Research revealed that the growth was due to the prominence in the media of news relating to the Mars lander which had successfully landed on the planet Mars and started moving around as it began a series of scientific experiments.
Is the redesignation of our institutes of technologies as technological universities an attempt to further increase their prestige in the eyes of potential students by the addition of the word university to their title?
In the mid-1990s in the UK all of their technological colleges were overnight reclassified as universities, much to the confusion of potential applicants.
The UK colleges which had enjoyed the status of universities prior to the change, came up with the ingenious idea of reclassifying themselves as the “Russell Group” to differentiate themselves from the new universities.
Where now for our Technological Universities?

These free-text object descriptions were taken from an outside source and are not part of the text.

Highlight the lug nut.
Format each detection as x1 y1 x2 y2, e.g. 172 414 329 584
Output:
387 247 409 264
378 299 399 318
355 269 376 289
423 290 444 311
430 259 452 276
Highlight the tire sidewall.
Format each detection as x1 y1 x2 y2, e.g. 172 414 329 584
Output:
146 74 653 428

As all proponents of change theory will affirm, meaningful change is extremely difficult to embed in any person or institution. How many new year’s resolutions survive contact with our existing life practices?
To bring about meaningful change within the new TUs which will manifest itself in real improvements in the quality of what occurs in the interaction between student and academic across the 12 colleges involved in this redesignation will only become evident over a period of years.
The pandemic to the rescue?
The explosion in the use of online programmes necessitated by the outbreak of the pandemic in 2020 has transformed how we all communicate with each other, and specifically how academic content is delivered and consumed.
The competency levels of academic staff to operate in this new online world has out of necessity gone through a transition which in pre-pandemic times might have taken 20 years to engineer, but it has been achieved in less than two.
Will this unforeseen transformation in our modes of communication become the catalyst around which the original 12 ITs become stronger in their new incarnation and deliver a higher quality of education to all potential learners?
What of the practically oriented learner?
What is of concern is the fear that as the TUs embed their identities as universities they may move away from the vital role they played in the past in supporting the educational journey of the less highly academic student.
We already have a disapprovingly high drop-out rate from many programmes offered by existing ITs due in part to the market-driven move from level 6/7 programmes to level 8.
It would be a huge step backwards in Irish education if in moving our ITs into the university category we failed to provide a genuinely technological route for those students who learn most effectively by doing as opposed to reflecting on lecture content.